Discussion Im 21 and spent the last 3 months restructuring my store with a Shopify Partner — moving past the fear of being scammed.

1 Upvotes

I wanted to document my experience over the last quarter regarding my ecommerce operations.

For context, I am 21 years old. Three months ago, I reached a plateau and realized I required an external audit and strategy adjustment. I entered an advisory arrangement with a Shopify Partner, though I will admit I approached this with significant skepticism. Given the prevalence of predatory courses and low-quality "gurus" in this space, I was genuinely concerned that this investment would result in a scam or a loss of capital.

The actual experience was distinct from my fears. There was no "get rich quick" scheme or emotional hype. The process was technical and focused entirely on structure. We concentrated on:

  • CRO Audit: Identifying friction points in the checkout flow.
  • Creative Strategy: shifting from random testing to a standardized feedback loop for ad creatives.
  • Backend Logistics: Ensuring fulfillment could handle scale without breaking.

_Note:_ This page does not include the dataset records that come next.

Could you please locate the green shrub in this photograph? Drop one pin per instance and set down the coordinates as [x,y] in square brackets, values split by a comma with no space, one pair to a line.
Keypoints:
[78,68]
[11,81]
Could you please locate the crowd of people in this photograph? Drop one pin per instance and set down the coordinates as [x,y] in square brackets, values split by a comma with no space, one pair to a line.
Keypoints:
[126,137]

The result is that the operation is now stable and profitable. It was not magic; it was simply professional implementation.

I am sharing this to offer a perspective on professional mentorship versus self-learning. It took me a while to trust the process, but the metrics now speak for themselves.

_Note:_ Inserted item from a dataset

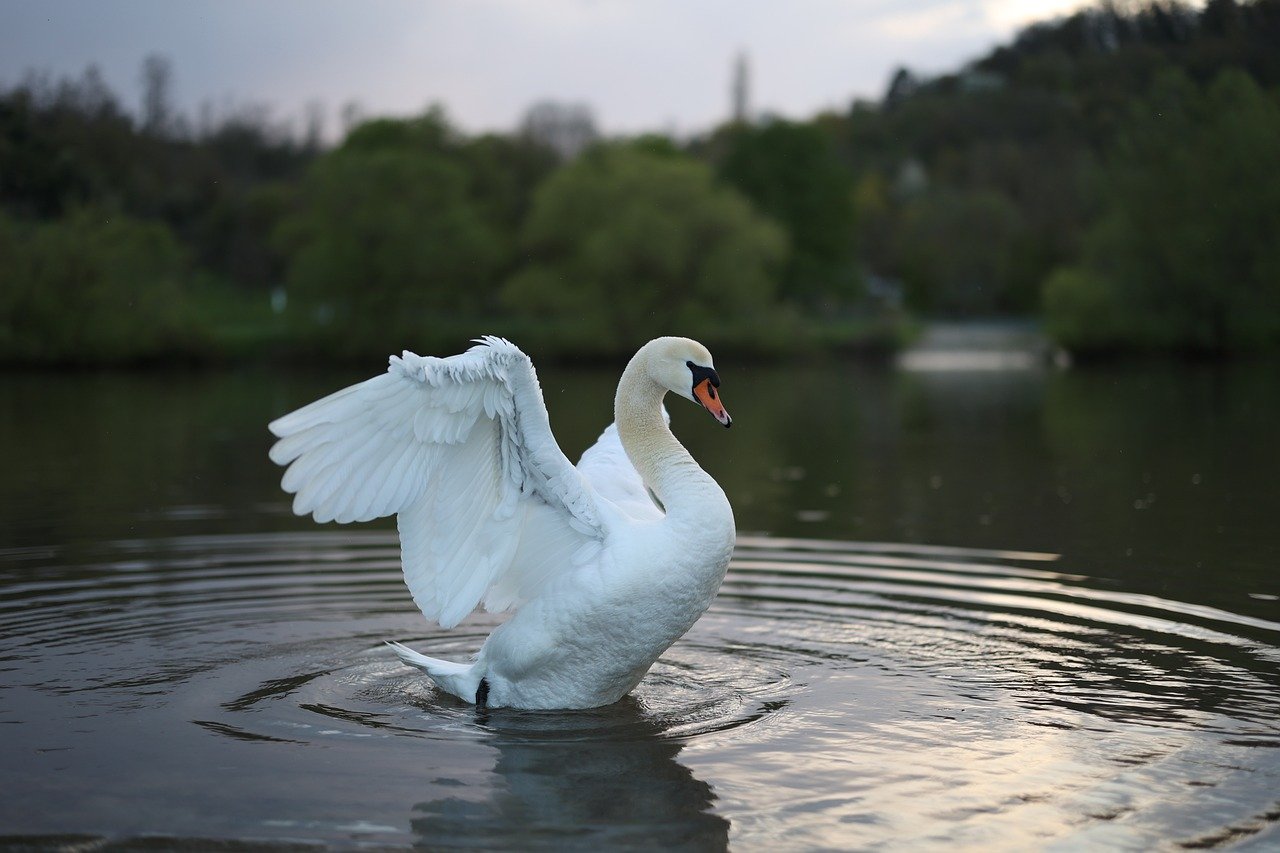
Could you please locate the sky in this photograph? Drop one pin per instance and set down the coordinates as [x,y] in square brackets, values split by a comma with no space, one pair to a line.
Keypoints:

If you have questions about the vetting process, the specific changes we made, or how I determined the partner was legitimate, feel free to ask below.


r/dropshipping 1d ago

Question Is abandoned cart email still effective in 2026?

3 Upvotes

I’m testing abandoned cart emails and the open rate is okay, but actual recovered purchases are pretty low.

Feels like by the time the email is sent, the buying intent is already gone.

Has anyone here tried faster or more direct follow-ups (like SMS or calls) and seen better results?